今から150年前の1865(元治2)年正月2日、高杉晋作は奇兵隊らを率いて馬関の要衝を占拠、長州の藩政を徳川幕府に対抗するものに変更するように要求、2月末には実現する。江戸の幕府から見れば「一地方の細事」だったろうが、これから幕末維新の動乱が始まり、3年のうちには国全体の倫理と体制が一変する。
この例に限らず、時代の大きな変化は、地方の動きから始まるものだ。
《地域安定・振興の論議の場》
「時代」が古び産業が振るわず、財政が借金頼みの破綻状態になると、人口は都に集中し地方は極端に衰退する。それにも拘(かかわ)らず、中央の官僚たちは前例踏襲の規制維持に安住し、地方の行政官は中央の指示にのみ従う。
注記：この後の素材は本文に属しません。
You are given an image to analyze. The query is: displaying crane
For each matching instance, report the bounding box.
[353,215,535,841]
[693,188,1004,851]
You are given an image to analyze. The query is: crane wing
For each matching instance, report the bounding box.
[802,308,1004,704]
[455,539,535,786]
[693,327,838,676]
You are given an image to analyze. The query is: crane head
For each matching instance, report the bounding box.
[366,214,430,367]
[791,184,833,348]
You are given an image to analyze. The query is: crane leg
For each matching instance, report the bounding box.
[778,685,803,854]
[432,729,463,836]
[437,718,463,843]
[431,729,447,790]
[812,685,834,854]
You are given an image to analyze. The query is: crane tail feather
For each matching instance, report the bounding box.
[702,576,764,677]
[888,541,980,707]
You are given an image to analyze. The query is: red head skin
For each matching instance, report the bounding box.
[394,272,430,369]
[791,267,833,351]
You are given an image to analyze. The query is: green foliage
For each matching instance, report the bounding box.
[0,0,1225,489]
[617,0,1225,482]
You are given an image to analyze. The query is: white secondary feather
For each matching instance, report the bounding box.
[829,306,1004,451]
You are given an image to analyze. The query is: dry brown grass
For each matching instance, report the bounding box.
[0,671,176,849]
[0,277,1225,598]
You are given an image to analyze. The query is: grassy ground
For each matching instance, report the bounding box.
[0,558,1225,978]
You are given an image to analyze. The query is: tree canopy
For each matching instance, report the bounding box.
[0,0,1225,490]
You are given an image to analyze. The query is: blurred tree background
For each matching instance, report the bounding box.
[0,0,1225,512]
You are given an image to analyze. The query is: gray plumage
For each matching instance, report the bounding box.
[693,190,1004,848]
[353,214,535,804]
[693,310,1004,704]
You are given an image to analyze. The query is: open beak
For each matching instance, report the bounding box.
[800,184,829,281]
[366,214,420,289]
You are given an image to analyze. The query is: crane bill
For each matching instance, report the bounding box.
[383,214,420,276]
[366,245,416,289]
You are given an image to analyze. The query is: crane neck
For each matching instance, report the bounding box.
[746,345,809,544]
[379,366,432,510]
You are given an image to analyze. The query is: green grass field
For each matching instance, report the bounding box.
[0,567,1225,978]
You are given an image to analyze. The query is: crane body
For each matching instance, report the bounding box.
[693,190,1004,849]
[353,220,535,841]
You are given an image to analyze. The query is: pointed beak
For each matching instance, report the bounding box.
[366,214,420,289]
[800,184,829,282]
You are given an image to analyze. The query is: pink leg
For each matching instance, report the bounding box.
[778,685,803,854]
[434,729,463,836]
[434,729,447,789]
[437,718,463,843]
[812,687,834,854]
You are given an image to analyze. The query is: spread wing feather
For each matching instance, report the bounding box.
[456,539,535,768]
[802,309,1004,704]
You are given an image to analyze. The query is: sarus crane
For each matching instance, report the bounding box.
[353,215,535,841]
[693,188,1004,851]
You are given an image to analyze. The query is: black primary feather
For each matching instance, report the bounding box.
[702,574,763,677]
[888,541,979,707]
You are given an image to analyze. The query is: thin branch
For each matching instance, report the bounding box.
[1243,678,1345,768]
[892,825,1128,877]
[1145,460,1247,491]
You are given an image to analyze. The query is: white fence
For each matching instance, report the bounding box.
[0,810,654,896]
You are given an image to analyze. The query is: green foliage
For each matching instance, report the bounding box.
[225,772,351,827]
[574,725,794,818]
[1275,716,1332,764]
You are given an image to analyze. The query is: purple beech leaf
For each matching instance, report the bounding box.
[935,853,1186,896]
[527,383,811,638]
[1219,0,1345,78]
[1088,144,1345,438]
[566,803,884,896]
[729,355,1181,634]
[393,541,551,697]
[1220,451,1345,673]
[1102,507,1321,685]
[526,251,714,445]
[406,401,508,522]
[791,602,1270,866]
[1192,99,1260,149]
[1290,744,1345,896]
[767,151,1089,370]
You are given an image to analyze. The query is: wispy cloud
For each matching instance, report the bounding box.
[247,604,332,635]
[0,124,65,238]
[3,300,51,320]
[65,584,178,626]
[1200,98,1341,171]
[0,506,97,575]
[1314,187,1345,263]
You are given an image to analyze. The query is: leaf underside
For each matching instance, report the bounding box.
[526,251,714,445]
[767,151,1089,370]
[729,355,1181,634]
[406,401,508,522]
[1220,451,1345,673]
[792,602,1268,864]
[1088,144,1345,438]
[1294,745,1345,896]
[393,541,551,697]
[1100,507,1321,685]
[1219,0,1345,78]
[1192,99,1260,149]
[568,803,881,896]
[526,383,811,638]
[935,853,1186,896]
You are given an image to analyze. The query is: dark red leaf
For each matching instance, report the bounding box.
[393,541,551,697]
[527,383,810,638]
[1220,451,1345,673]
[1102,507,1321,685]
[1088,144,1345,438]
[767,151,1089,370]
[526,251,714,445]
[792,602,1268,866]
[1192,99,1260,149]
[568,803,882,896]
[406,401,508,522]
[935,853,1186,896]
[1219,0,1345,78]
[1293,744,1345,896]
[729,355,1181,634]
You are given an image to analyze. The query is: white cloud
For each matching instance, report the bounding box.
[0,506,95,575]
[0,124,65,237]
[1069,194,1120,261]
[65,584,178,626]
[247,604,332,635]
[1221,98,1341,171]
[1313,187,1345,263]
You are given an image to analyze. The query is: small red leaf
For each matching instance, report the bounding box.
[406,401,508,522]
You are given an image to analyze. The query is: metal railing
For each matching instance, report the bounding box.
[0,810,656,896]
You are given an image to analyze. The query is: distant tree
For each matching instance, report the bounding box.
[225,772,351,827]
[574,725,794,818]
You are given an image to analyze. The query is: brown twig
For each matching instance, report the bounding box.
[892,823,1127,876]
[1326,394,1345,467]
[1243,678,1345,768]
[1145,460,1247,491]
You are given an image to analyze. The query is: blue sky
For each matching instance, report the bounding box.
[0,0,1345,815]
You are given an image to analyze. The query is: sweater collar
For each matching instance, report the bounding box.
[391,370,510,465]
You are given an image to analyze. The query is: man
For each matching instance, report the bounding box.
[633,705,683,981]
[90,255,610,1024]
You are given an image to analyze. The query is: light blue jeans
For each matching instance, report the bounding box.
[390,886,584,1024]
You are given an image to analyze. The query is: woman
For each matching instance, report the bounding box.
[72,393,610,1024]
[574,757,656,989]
それが地方行政の安全で安易な道だと考えられているからである。
江戸時代の末期も、第二次大戦に向かう昭和10年代にも、そんな状態が生まれていた。
第二次大戦後の制度では、そんな中央集権・地方追従型の政治行政を避けるために、地方自治体の首長を選挙で選ぶ公選制にし、都道府県と区市町村の2段階の地方議会を設けて行政と予算を監視監督し、政策アイデアを練らす機関とした。